È stato posto agli arresti domiciliari David Pecorelli, l’ex arbitro e imprenditore tifernate che aveva fatto perdere le proprie tracce nel gennaio 2021, inscenando la propria morte in Albania. La decisione è stata presa dalla Corte d’Appello di Perugia, che si è espressa, dopo settimane di tensione seguite alla concessione dell’estradizione da parte del ministro della Giustizia Carlo Nordio.
L’uomo, 49 anni, padre di quattro figli, è stato condannato dal tribunale albanese a quattro anni di reclusione per truffa aggravata. Una pena che potrebbe dover scontare nelle carceri del Paese delle Aquile – l’Albania ha chiesto l’estradizione- a meno che il ricorso annunciato dai suoi legali non ottenga un esito favorevole.

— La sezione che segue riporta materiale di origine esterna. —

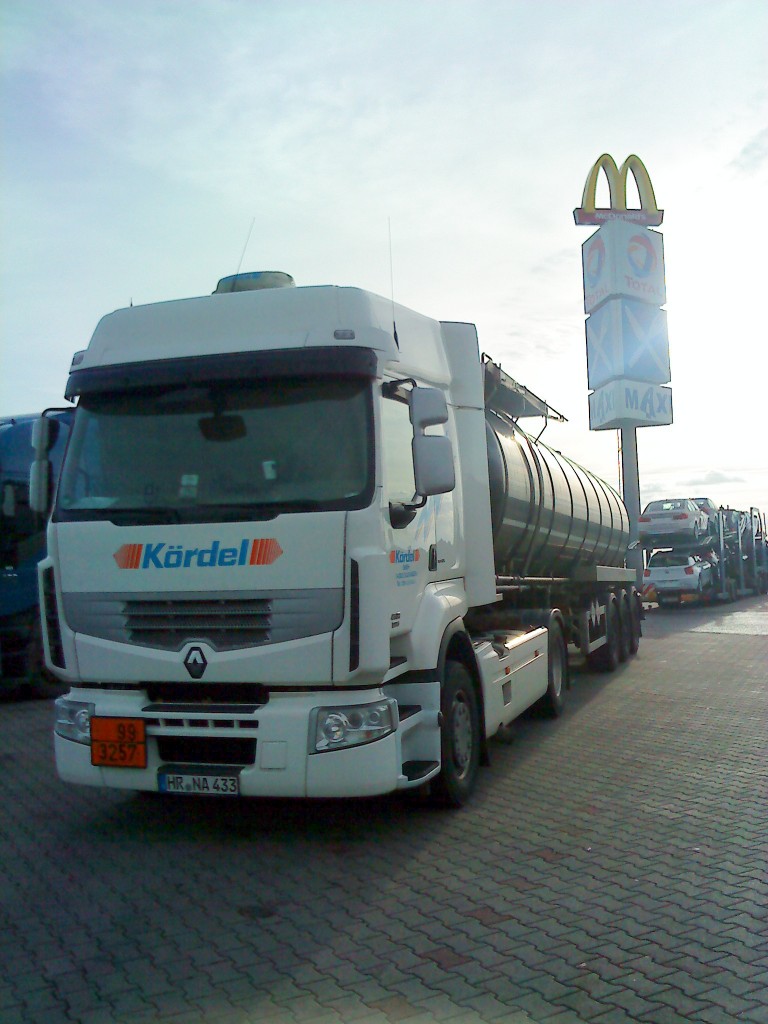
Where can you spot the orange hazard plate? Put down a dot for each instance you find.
(118, 742)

Per il momento si trova nella sua casa di San Giustino. La procura aveva chiesto la custodia cautelare in carcere per pericolo di fuga, dopo che Pecorelli non si era presentato in aeroporto a Fiumicino per la partenza per l’Albania a causa, secondo i suoi legali, del poco preavviso che aveva reso impossibile organizzare lo spostamento
La vicenda di David Pecorelli ha contorni da film. Nel gennaio 2021, l’imprenditore risultò scomparso in Albania. La sua auto a noleggio fu ritrovata carbonizzata a Puke, nel nord del Paese, con all’interno presunti resti ossei che fecero subito pensare a una tragedia. La pista dell’omicidio fu inizialmente considerata plausibile, e per mesi la sua sorte rimase avvolta nel mistero.

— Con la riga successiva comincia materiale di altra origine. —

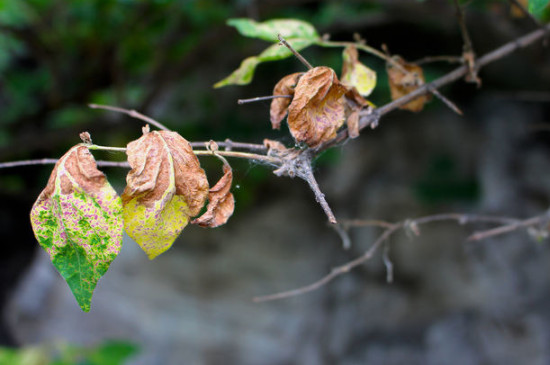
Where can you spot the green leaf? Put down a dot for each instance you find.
(77, 219)
(536, 7)
(244, 74)
(241, 76)
(277, 52)
(268, 30)
(298, 33)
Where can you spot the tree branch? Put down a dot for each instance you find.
(508, 225)
(371, 117)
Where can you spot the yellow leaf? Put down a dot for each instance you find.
(166, 187)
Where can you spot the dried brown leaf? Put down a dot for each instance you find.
(165, 187)
(317, 110)
(402, 83)
(220, 202)
(279, 106)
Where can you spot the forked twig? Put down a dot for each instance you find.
(507, 225)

Dopo otto mesi di silenzio, il 17 settembre dello stesso anno, Pecorelli ricomparve in Italia in circostanze altrettanto incredibili: soccorso dai carabinieri sull’isola di Montecristo, era su un gommone in difficoltà a causa del maltempo, nel tentativo di raggiungere le coste toscane. Una fuga finita nel modo più surreale, ma che sollevò interrogativi ancora irrisolti su motivazioni, complici e obiettivi.
Le autorità albanesi hanno ricostruito la messinscena come parte di un tentativo truffaldino legato a interessi economici e assicurativi. La condanna per truffa aggravata emessa in Albania ha avuto immediato riscontro anche in Italia, dove la Corte d’Appello ha ordinato la misura cautelare dei domiciliari, in attesa dell’eventuale estradizione.
I legali di Pecorelli hanno annunciato ricorso, sottolineando le peculiarità del caso e sostenendo l’inopportunità dell’estradizione. La battaglia legale, dunque, è tutt’altro che conclusa e si sposterà probabilmente sui tavoli della Cassazione e, se necessario, delle Corti europee.